The safety findings of the present study show that both doses of FFNS were well tolerated in children aged 2–12 years. The most common drug-related adverse event in all groups was epistaxis, and all epistaxis events were mild in intensity, occurring in 15% of patients treated with placebo compared with 5 and 7% of patients treated with FFNS 55 µg and 110 µg, respectively. Low-dose FFNS has a lower incidence of drug-related adverse events. It is important that AR therapy for pediatric patients should not compound the problems that AR can cause. Considering that children with poorly controlled AR often struggle with diminished alertness, inability to concentrate, and irritability at school,4 it is highly likely that medications linked to drowsiness could ultimately exacerbate these issues. In our study, there were no new safety signals.

Our efficacy and safety findings therefore support the use of FFNS in Chinese children, building on previous findings in Chinese adults and adolescents (≥12 years).8 The data presented here would suggest treating Chinese patients between the ages of 2 and 12 with an initial once-daily dose of 55 µg FFNS. In cases which are initially non-responsive, the dose could then be increased up to a maximum of 110 µg — once symptoms are under control, the dose could be reduced to 55 µg. While we did not give particular focus to the efficacy of these doses at different disease severities, this is research that may be valuable for future studies to consider.

FFNS is a once-daily treatment for AR, unlike alternative intranasal corticosteroid sprays that require multiple doses throughout the day.8 This could be important as both dosing and treatment regimen have been cited as factors that could affect adherence.17 For pediatric patients and their carers, the once-daily dosing requirement for FFNS may be considered more convenient and could therefore positively influence treatment adherence and ultimately lead to improved clinical outcomes.
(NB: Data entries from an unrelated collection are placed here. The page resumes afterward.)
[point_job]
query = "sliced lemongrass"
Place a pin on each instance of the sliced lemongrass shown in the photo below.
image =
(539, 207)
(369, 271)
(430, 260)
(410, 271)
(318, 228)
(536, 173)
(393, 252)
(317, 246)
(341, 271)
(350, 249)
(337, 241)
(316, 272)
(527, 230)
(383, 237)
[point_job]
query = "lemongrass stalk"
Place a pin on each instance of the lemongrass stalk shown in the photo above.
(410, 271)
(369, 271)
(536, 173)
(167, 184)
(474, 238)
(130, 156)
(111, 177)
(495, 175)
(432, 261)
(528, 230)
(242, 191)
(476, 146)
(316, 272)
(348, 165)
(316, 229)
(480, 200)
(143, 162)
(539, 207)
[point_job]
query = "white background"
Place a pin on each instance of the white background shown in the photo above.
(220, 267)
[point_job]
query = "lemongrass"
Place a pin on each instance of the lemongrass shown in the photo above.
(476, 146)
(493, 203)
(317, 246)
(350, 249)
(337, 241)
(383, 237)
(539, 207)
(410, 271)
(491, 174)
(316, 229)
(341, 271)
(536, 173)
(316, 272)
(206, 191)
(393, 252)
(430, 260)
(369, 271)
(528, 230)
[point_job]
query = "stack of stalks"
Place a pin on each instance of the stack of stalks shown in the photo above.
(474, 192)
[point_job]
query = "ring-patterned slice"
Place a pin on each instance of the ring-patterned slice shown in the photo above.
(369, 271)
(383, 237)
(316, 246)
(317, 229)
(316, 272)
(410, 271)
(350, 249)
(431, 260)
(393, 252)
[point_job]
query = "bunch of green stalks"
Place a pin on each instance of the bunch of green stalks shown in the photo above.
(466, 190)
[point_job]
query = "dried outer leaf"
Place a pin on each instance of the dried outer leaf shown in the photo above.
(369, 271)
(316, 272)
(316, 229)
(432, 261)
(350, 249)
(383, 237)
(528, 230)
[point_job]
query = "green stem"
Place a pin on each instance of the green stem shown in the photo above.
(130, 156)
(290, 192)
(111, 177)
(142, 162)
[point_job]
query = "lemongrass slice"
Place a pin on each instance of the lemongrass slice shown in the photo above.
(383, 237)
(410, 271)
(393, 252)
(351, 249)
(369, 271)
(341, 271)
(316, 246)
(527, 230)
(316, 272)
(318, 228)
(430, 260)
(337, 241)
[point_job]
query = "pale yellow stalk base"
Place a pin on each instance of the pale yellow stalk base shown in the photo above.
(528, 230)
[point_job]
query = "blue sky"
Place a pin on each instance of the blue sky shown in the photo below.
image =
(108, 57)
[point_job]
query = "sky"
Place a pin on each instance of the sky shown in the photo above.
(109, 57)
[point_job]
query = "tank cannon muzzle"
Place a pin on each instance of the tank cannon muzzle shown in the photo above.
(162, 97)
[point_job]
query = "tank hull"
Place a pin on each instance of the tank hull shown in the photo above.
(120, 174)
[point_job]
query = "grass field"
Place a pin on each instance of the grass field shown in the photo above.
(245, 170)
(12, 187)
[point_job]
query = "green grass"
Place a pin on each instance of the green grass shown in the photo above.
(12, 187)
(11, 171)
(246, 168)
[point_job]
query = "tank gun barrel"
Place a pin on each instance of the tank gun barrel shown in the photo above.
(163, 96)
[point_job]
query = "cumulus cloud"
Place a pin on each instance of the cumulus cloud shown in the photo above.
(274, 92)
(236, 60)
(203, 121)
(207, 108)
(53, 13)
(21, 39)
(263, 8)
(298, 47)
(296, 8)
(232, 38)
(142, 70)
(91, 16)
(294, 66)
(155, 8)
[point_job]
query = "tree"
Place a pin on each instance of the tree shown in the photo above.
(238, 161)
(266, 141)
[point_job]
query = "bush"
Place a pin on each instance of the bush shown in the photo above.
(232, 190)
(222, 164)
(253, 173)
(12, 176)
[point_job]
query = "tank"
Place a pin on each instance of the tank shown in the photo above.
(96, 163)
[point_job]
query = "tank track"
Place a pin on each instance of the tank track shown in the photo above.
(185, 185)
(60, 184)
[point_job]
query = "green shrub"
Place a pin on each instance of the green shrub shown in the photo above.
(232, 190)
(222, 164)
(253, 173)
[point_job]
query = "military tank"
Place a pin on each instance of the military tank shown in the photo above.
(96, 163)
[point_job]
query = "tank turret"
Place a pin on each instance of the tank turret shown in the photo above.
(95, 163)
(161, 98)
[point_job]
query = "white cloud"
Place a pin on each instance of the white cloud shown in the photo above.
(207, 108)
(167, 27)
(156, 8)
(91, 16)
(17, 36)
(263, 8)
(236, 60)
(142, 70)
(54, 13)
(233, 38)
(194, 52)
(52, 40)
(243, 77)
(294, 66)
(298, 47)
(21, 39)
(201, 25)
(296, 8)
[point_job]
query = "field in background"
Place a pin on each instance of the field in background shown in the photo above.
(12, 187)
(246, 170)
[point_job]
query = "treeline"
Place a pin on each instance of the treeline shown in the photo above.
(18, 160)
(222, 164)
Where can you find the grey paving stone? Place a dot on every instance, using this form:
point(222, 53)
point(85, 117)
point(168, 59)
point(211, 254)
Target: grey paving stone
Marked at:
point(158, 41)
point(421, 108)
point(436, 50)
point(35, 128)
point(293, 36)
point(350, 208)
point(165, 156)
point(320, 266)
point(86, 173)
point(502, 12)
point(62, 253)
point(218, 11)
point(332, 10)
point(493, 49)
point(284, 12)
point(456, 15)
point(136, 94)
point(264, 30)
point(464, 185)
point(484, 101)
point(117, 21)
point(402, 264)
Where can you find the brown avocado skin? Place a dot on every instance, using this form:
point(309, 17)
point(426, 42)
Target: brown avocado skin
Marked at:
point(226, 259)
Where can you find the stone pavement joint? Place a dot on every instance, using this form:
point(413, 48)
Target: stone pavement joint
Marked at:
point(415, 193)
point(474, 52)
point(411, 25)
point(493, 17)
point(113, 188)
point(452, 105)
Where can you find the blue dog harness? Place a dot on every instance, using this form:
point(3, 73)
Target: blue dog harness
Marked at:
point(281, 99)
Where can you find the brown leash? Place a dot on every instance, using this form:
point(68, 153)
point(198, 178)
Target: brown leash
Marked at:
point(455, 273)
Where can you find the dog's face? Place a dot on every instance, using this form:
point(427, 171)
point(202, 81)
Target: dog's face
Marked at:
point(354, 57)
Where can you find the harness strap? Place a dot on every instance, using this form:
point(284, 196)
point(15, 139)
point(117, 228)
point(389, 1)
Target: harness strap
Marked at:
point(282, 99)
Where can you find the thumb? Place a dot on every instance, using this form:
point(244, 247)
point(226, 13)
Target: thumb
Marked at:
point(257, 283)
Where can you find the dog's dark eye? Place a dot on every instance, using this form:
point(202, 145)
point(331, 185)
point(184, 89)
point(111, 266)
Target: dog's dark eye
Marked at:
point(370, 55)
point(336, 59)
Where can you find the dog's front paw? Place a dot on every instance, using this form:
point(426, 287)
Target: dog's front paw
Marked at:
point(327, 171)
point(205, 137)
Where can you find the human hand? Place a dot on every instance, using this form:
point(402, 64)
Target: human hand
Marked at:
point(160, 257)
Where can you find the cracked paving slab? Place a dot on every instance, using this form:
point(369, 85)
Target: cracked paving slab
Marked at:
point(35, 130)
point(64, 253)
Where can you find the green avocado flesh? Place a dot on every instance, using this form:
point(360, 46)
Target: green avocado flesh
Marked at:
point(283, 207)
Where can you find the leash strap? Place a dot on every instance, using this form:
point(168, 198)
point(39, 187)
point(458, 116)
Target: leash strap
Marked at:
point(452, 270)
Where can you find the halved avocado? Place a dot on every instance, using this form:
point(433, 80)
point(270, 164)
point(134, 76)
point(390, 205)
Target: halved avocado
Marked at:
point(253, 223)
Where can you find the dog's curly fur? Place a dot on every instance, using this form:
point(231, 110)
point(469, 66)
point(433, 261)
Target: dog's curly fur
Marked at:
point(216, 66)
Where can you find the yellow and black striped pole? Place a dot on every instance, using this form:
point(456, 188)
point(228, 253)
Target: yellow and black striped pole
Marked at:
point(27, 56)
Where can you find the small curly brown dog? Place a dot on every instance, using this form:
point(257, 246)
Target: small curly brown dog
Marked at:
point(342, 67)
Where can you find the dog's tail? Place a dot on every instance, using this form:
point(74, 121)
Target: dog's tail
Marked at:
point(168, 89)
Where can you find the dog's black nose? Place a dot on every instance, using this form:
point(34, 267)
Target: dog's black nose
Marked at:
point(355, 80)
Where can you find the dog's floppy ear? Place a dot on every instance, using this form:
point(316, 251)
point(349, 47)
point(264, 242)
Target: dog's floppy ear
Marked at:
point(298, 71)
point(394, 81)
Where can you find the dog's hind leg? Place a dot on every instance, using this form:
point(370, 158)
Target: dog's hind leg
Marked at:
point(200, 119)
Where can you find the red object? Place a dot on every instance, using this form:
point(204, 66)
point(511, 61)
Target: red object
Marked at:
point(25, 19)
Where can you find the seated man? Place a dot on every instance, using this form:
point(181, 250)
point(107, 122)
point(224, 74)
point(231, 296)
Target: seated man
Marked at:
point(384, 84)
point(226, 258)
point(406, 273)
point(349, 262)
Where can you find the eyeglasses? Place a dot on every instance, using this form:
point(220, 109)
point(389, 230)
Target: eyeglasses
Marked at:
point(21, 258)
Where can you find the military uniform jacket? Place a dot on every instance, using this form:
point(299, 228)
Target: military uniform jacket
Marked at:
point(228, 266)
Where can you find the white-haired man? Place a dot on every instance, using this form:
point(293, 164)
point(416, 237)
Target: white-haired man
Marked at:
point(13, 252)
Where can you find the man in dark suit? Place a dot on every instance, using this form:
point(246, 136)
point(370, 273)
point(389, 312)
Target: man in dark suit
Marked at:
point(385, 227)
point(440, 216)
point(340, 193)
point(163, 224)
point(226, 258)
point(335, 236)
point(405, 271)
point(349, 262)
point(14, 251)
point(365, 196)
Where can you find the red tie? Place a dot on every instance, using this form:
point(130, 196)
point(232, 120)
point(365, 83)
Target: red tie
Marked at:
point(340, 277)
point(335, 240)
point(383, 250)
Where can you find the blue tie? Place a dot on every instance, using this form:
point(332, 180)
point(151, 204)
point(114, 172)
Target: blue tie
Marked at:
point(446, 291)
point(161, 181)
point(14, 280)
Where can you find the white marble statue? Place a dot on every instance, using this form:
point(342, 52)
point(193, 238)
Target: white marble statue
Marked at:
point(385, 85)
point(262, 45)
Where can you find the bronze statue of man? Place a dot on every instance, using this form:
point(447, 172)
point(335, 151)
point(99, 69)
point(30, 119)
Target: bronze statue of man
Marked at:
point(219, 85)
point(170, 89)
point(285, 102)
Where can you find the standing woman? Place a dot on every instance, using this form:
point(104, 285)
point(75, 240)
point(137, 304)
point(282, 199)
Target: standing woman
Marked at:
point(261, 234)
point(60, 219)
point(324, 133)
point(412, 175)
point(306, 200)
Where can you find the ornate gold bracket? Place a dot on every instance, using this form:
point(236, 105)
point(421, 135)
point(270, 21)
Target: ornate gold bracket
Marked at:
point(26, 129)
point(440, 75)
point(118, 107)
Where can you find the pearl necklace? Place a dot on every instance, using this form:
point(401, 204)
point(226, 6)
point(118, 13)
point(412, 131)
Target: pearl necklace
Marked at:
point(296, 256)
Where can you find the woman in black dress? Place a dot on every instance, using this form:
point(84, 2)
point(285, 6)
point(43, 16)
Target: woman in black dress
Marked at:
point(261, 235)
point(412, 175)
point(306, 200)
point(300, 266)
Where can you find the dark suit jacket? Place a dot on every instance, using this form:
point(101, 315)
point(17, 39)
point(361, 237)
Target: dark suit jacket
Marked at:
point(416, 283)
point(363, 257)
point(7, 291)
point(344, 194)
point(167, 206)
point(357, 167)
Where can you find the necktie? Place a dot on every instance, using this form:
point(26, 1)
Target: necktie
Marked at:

However, there also lies a potential limitation of this study: it is possible that the carer recording symptoms in the electronic diary on the patient’s behalf might have over- or under-recorded AR symptoms—possibly introducing bias. Equally, the observed discrepancy between the number of patients having a physician-measured severe score for nasal symptoms, compared with using patient self-test results, may also have been subject to bias. According to the IAR/PAR classification of the children enrolled in this study, PAR accounted for 92%, which is much higher than in previous studies.18 Patients were recruited from 16 centers across China: 3 sites in northern China from which only 13 patients were enrolled, and 13 sites in Southern China. IAR is known to be common in the northern regions of China than PAR1,10 therefore, it is likely that site bias existed, which may have accounted for the particularly high proportion of PAR in the study.

In conclusion, the results of this study suggest that once-daily FFNS is an effective treatment with a reassuring safety profile in children aged 2–12 years, thus affirming its suitability for treating Chinese children with AR.